Eine ähnlich klare Kante hätte man sich auch musikalisch-ästhetisch gewünscht, ohne dass nach Lubchenkos ziemlich unsäglicher Schiwago-Oper von 2015 große Hoffnung bestanden hätte (siehe nmz Online vom 25.1.2015). „Eine musikalische Farce“ – so die Gattungsbezeichnung – hat Lubchenko aus der Vorlage machen wollen. Herausgekommen ist eine zwischen Mussorgsky- und Schostakowitsch-Anklängen, Neoromantik, Musical, Operette und Estrada-Schlager eher notdürftig changierende Mixtur. Samjatins seziermesserscharfer Protokollstil, unter dessen Oberfläche die Ungeheuerlichkeiten eines das Individuum zu Nummern auslöschenden Einheitsstaates ebenso lauern wie subtile Zwischentöne bis hin zu Gogol’scher Sarkastik, mutiert unter Lubchenkos Planierraupe zu plakativer Illustration. Insbesondere die musikalische Charakterisierung der Hauptfigur, des zunächst systemtreuen Ingenieurs D-503, misslingt gründlich, da Lubchenko seine aufkeimenden Seelen- und Fantasieregungen nicht in eine Veränderung der vokalen Gestaltung umzuformen versteht.

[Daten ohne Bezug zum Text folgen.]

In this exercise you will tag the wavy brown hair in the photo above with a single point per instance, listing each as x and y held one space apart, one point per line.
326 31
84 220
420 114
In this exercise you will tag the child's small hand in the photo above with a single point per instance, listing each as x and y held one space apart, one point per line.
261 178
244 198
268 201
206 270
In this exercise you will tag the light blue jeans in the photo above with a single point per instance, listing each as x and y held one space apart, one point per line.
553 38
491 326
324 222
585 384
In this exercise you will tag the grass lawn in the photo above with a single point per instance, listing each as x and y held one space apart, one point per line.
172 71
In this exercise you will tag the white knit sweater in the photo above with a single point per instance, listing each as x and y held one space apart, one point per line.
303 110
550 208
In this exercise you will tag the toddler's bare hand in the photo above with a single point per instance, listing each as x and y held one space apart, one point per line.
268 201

Diese werden von der verführerischen Dissidentin I-330 ausgelöst. Deren Sphäre versucht Lubchenko in überbordendem Popstil zu charakterisieren, im Schlussgesang der zum Tode Verurteilten überdies in Worten der großen Dichterin Marina Zwetajewa – eine geschmacklich zweifelhafte Kombination. Überzeugend getroffen ist immerhin „Der große Wohltäter“: Der alljährlich per einstimmiger Akklamation wiederzuwählende Diktator ist mit dem Sopranisten Onur Abaci treffend besetzt und strahlt in einer späten Szene seine gefährliche Unberechenbarkeit durch permanenten Stilwandel aus.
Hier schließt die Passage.